Dan karena orang tersebut sedang ter-dehumanisir, tindak-tanduknya menjadi tidak manusiawi dan tak berperikemanusiaan, destruktif dan letal. Dalam konteks Indonesia, lihat saja anarkisme yang kian merajalela serta meningkat kuantitas dan kualitas kekerasannya pada sepak-terjang orang-orang front yang menyebut diri pembela suatu agama dan tawuran antar-warga, antar-pelajar, dan antar-mahasiswa.Â
Namun, agresivitas nan keji itu tidak selalu vulgar, berdarah-darah, memporak-poranda, atau yang seperti itu. Seenaknya memarkir mobil di depan rumah orang lain, memakai barang orang tanpa minta izin lebih dulu, pokoknya perbuatan menzalimi orang lain sesepele apapun sudah termasuk penyerangan.
Tidak seperti penyebab autisme mental yang hipotetis (fisiologik-enzimatik, genetik, ataupun lainnya) dan berasal dari luar, penyebab autisme sosial justru adalah diri kita sendiri, yang secara sadar dan sengaja membentuk presumsi yang merusak, mengembangkan prasangka buruk, juga mengeksklusifkan dan mengultuskan diri. Sudah menjadi autis sosial ataupun belum, kita mesti bertanggung jawab. Semua orang mempunyai potensi yang sama untuk mengidap (baca: melahirkan) autisme sosial. Transformasi pemikiran wajib segera kita kerjakan. Kita juga harus berani merombak sebuah adat dan budaya jika karakternya menunjukkan tendensi autistik.

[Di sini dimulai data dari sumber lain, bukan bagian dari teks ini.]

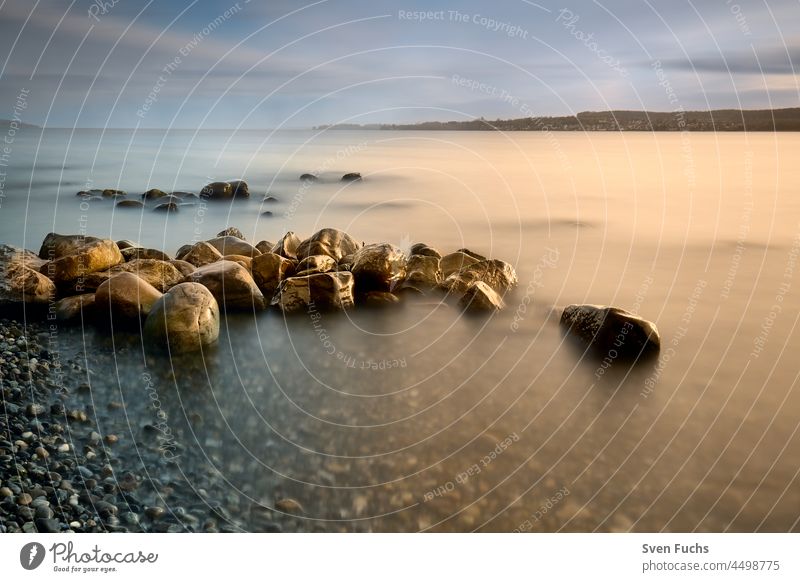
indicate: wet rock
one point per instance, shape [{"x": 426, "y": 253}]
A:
[
  {"x": 231, "y": 245},
  {"x": 232, "y": 231},
  {"x": 315, "y": 264},
  {"x": 20, "y": 281},
  {"x": 230, "y": 284},
  {"x": 287, "y": 246},
  {"x": 481, "y": 297},
  {"x": 201, "y": 254},
  {"x": 75, "y": 309},
  {"x": 56, "y": 245},
  {"x": 325, "y": 290},
  {"x": 186, "y": 318},
  {"x": 125, "y": 298},
  {"x": 90, "y": 258},
  {"x": 153, "y": 194},
  {"x": 424, "y": 250},
  {"x": 328, "y": 241},
  {"x": 611, "y": 328},
  {"x": 378, "y": 267},
  {"x": 130, "y": 204},
  {"x": 139, "y": 253},
  {"x": 269, "y": 269}
]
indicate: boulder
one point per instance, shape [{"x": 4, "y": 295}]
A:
[
  {"x": 130, "y": 204},
  {"x": 499, "y": 275},
  {"x": 232, "y": 231},
  {"x": 185, "y": 318},
  {"x": 90, "y": 258},
  {"x": 315, "y": 264},
  {"x": 200, "y": 254},
  {"x": 481, "y": 297},
  {"x": 56, "y": 245},
  {"x": 231, "y": 245},
  {"x": 182, "y": 266},
  {"x": 423, "y": 271},
  {"x": 20, "y": 281},
  {"x": 153, "y": 194},
  {"x": 456, "y": 261},
  {"x": 269, "y": 270},
  {"x": 231, "y": 284},
  {"x": 323, "y": 291},
  {"x": 133, "y": 253},
  {"x": 610, "y": 328},
  {"x": 424, "y": 250},
  {"x": 75, "y": 309},
  {"x": 287, "y": 246},
  {"x": 328, "y": 241},
  {"x": 125, "y": 298},
  {"x": 378, "y": 267},
  {"x": 264, "y": 246}
]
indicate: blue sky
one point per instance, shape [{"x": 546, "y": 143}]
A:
[{"x": 263, "y": 64}]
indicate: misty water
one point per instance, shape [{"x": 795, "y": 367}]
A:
[{"x": 420, "y": 418}]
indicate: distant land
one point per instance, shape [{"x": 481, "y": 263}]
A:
[{"x": 715, "y": 120}]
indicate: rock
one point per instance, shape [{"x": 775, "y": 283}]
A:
[
  {"x": 456, "y": 261},
  {"x": 125, "y": 298},
  {"x": 378, "y": 267},
  {"x": 184, "y": 267},
  {"x": 325, "y": 290},
  {"x": 287, "y": 246},
  {"x": 424, "y": 250},
  {"x": 611, "y": 328},
  {"x": 315, "y": 264},
  {"x": 481, "y": 297},
  {"x": 232, "y": 231},
  {"x": 75, "y": 309},
  {"x": 423, "y": 272},
  {"x": 264, "y": 246},
  {"x": 201, "y": 254},
  {"x": 132, "y": 253},
  {"x": 90, "y": 258},
  {"x": 153, "y": 194},
  {"x": 499, "y": 275},
  {"x": 56, "y": 245},
  {"x": 269, "y": 270},
  {"x": 328, "y": 241},
  {"x": 231, "y": 245},
  {"x": 230, "y": 284},
  {"x": 380, "y": 299},
  {"x": 160, "y": 274},
  {"x": 130, "y": 204},
  {"x": 186, "y": 318},
  {"x": 20, "y": 281}
]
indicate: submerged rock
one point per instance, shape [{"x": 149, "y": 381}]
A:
[
  {"x": 377, "y": 267},
  {"x": 611, "y": 328},
  {"x": 323, "y": 291},
  {"x": 328, "y": 241},
  {"x": 185, "y": 319},
  {"x": 230, "y": 284}
]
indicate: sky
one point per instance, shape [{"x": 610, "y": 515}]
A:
[{"x": 275, "y": 63}]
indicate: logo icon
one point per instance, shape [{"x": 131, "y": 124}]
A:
[{"x": 31, "y": 555}]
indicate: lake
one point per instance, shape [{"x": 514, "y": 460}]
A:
[{"x": 421, "y": 418}]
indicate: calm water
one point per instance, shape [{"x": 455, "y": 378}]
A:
[{"x": 393, "y": 422}]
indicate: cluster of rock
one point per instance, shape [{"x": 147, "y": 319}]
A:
[
  {"x": 80, "y": 278},
  {"x": 161, "y": 201}
]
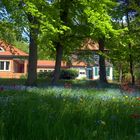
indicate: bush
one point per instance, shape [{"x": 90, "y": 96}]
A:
[{"x": 68, "y": 74}]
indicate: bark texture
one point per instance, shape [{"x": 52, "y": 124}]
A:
[
  {"x": 32, "y": 61},
  {"x": 102, "y": 71}
]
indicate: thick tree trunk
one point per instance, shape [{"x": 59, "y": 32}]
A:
[
  {"x": 32, "y": 61},
  {"x": 59, "y": 53},
  {"x": 102, "y": 66}
]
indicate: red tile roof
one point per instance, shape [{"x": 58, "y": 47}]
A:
[
  {"x": 78, "y": 64},
  {"x": 49, "y": 64},
  {"x": 10, "y": 50},
  {"x": 91, "y": 45}
]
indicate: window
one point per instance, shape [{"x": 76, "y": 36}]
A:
[
  {"x": 82, "y": 72},
  {"x": 96, "y": 57},
  {"x": 108, "y": 71},
  {"x": 4, "y": 65},
  {"x": 96, "y": 71},
  {"x": 1, "y": 49}
]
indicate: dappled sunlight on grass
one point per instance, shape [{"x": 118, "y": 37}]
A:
[{"x": 68, "y": 114}]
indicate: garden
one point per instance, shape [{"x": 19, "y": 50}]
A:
[{"x": 60, "y": 113}]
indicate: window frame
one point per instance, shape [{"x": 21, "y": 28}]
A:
[
  {"x": 5, "y": 65},
  {"x": 1, "y": 49},
  {"x": 96, "y": 71},
  {"x": 108, "y": 71}
]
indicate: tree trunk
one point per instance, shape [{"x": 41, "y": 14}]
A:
[
  {"x": 64, "y": 6},
  {"x": 102, "y": 71},
  {"x": 59, "y": 53},
  {"x": 130, "y": 50},
  {"x": 131, "y": 67},
  {"x": 120, "y": 74},
  {"x": 32, "y": 61}
]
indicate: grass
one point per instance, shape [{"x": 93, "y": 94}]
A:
[{"x": 68, "y": 114}]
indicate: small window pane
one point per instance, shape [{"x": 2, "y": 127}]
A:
[
  {"x": 7, "y": 65},
  {"x": 108, "y": 71},
  {"x": 1, "y": 65}
]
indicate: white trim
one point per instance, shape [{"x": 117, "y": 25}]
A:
[
  {"x": 1, "y": 49},
  {"x": 5, "y": 65},
  {"x": 95, "y": 76}
]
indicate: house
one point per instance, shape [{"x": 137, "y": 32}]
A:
[
  {"x": 13, "y": 62},
  {"x": 48, "y": 65},
  {"x": 88, "y": 64}
]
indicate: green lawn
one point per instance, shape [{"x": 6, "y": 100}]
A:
[{"x": 68, "y": 114}]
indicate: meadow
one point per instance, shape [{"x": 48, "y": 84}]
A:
[{"x": 69, "y": 114}]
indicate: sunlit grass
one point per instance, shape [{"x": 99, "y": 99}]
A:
[{"x": 68, "y": 114}]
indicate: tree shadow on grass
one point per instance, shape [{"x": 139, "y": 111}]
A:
[{"x": 35, "y": 116}]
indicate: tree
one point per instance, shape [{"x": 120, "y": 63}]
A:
[
  {"x": 101, "y": 28},
  {"x": 29, "y": 15}
]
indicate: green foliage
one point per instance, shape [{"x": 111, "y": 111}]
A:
[{"x": 66, "y": 114}]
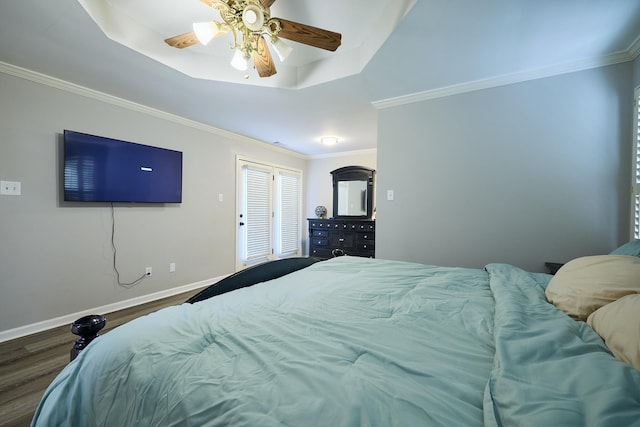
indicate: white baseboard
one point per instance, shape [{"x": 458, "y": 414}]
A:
[{"x": 109, "y": 308}]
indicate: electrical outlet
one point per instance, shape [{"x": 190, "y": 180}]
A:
[{"x": 10, "y": 188}]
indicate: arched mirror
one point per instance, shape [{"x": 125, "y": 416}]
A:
[{"x": 353, "y": 192}]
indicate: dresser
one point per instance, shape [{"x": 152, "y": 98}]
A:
[{"x": 335, "y": 237}]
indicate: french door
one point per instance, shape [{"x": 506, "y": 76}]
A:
[{"x": 269, "y": 212}]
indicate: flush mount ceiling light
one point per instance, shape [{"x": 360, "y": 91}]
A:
[
  {"x": 251, "y": 24},
  {"x": 329, "y": 140}
]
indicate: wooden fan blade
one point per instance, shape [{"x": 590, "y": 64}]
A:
[
  {"x": 265, "y": 3},
  {"x": 262, "y": 59},
  {"x": 183, "y": 40},
  {"x": 312, "y": 36}
]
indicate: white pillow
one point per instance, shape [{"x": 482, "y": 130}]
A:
[
  {"x": 585, "y": 284},
  {"x": 618, "y": 324}
]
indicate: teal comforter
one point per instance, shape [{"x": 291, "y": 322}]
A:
[{"x": 353, "y": 342}]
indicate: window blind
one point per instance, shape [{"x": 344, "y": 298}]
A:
[
  {"x": 289, "y": 213},
  {"x": 258, "y": 212},
  {"x": 635, "y": 184}
]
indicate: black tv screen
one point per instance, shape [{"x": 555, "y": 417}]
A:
[{"x": 99, "y": 169}]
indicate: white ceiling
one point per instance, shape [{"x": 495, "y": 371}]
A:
[{"x": 440, "y": 45}]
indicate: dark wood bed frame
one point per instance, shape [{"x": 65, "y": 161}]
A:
[{"x": 88, "y": 327}]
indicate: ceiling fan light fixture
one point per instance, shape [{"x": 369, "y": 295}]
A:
[
  {"x": 239, "y": 61},
  {"x": 206, "y": 31},
  {"x": 329, "y": 140},
  {"x": 282, "y": 49}
]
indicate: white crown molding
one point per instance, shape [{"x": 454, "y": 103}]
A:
[
  {"x": 634, "y": 48},
  {"x": 343, "y": 154},
  {"x": 46, "y": 80},
  {"x": 105, "y": 309},
  {"x": 508, "y": 79}
]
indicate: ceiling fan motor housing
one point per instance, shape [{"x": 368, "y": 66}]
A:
[{"x": 253, "y": 17}]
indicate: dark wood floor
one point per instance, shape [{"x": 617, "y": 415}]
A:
[{"x": 29, "y": 364}]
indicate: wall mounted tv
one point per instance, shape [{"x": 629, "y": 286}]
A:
[{"x": 99, "y": 169}]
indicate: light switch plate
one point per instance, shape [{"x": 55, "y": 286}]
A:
[{"x": 10, "y": 188}]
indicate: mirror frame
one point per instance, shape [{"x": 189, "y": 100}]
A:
[{"x": 354, "y": 173}]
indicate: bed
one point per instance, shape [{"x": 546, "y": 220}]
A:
[{"x": 355, "y": 342}]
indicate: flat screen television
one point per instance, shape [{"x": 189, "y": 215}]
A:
[{"x": 99, "y": 169}]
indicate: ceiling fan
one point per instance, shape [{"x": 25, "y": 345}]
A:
[{"x": 251, "y": 21}]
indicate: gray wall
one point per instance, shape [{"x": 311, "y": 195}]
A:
[
  {"x": 56, "y": 259},
  {"x": 524, "y": 173}
]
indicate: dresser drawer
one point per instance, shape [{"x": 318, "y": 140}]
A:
[
  {"x": 342, "y": 240},
  {"x": 321, "y": 253},
  {"x": 366, "y": 246},
  {"x": 319, "y": 242}
]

Autisme, baik mental maupun sosial, harus terus diupayakan penanggulangan dan antisipasinya. Terutama bagi generasi muda dan usia produktif, yang merupakan elemen paling esensial bagi kelangsungan dan masa depan bangsa. Jika autisme, terlebih autisme sosial, dibiarkan kian merebak, cepat atau lambat, niscaya generasi muda akan terpuruk menjadi generasi autis.